NOVENO.- En conclusión, la mercantil actora suscribió un contrato de opción sobre una cesta de acciones sin contar con la debida información al respecto que debía prestarle la otra parte contratante, BBVA, y ello determina que deba advertirse un error en el consentimiento prestado por POLIGRAS, esencial y excusable, ante el conocimiento incompleto de las circunstancias esenciales del producto, en especial del riesgo asumido, que se originó por razón de la confianza del cliente en el asesor bancario y la información parcial del mismo que en modo alguno permitía conocer que lo que se estaba contratando no era una permuta financiera sino un producto complejo de elevado riesgo.

En consecuencia, se ha de confirmar la sentencia de instancia, y así mantener la declaración de nulidad del contrato al amparo de los arts.1261.1 º, 1265 y 1266 CC .

La desestimación del recurso determina que las costas de esta alzada deban imponerse a la recurrente ( arts.394.1 y 398.1 LEC ).

Fallo

El Tribunal acuerda: Desestimamos el recurso de apelación interpuesto por la representación procesal de la entidad BBVA contra la sentencia de 30 de diciembre de 2010 dictada por el Juzgado de Primera Instancia número 49 de Barcelona , que confirmamos, con imposición a la recurrente de las costas causadas en esta alzada.
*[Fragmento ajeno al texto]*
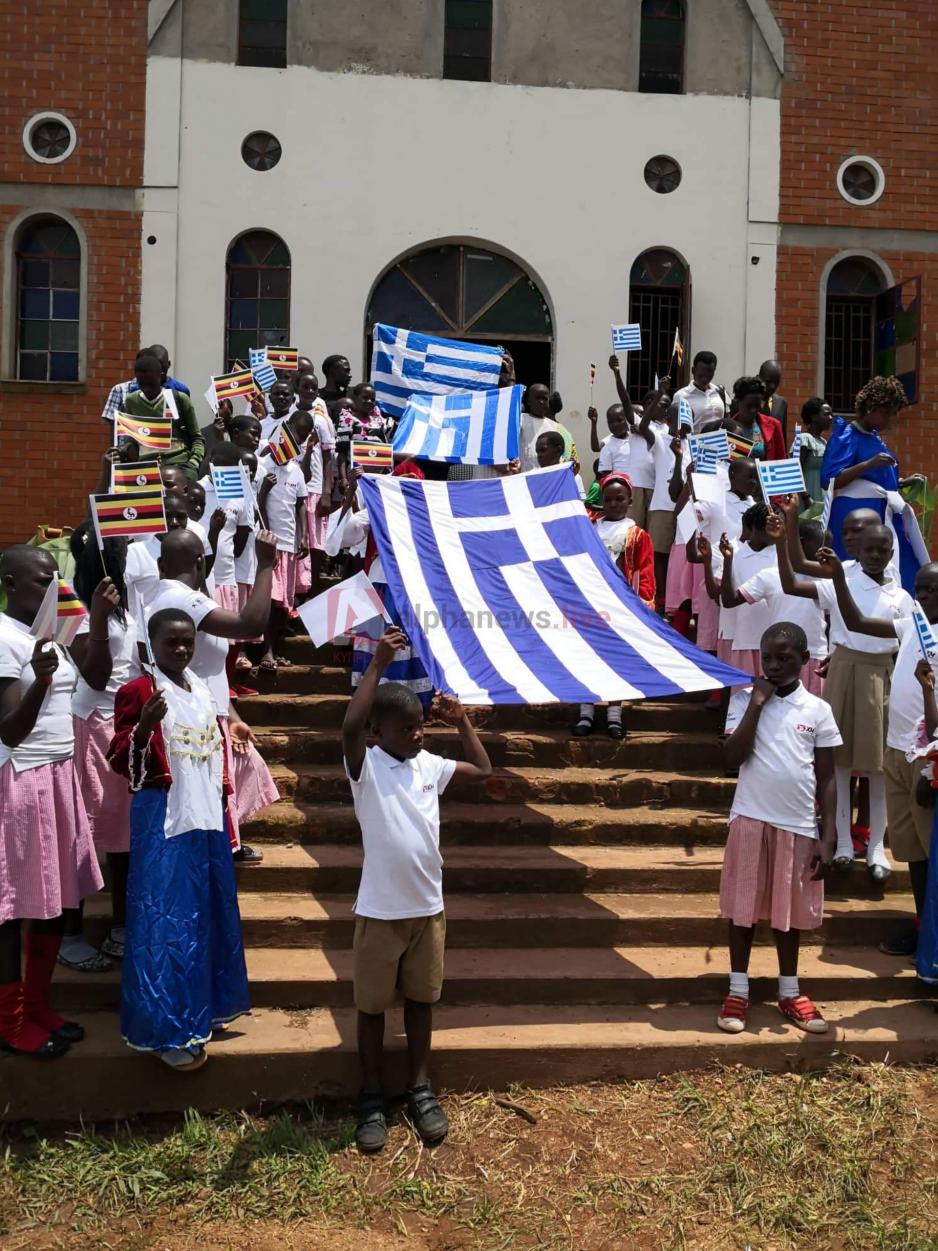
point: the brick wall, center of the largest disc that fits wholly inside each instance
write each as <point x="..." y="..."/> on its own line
<point x="88" y="63"/>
Con pérdida del depósito consignado.

La presente sentencia es susceptible de recurso de casación si concurren los requisitos legales ( art. 469 - 477 - disposición final 16 LEC ), que se interpondrá ante este Tribunal en un plazo de veinte días a contar desde la notificación de la presente.
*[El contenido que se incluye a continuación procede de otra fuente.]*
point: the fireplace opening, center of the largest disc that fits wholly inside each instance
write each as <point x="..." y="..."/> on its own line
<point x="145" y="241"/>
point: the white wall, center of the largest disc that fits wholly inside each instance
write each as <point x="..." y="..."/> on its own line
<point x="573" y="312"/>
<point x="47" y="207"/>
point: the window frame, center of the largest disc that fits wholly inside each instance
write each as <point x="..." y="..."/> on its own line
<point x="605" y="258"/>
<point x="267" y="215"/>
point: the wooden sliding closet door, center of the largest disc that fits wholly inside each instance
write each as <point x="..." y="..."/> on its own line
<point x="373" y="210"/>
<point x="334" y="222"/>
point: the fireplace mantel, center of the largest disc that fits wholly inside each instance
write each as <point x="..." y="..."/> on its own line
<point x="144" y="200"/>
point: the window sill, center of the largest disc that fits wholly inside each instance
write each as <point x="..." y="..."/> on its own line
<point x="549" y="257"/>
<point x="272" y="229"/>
Firme esta resolución, devuélvanse los autos al Juzgado de su procedencia, con certificación de la misma.

Pronuncian y firman esta sentencia los indicados Magistrados integrantes de este Tribunal.

PUBLICACIÓN.-En Barcelona, a ....................., en este día, y una vez firmado por todos los Magistrados que lo han dictado, se da a la anterior Sentencia la publicidad ordenada por la Constitución y las leyes. Doy fe.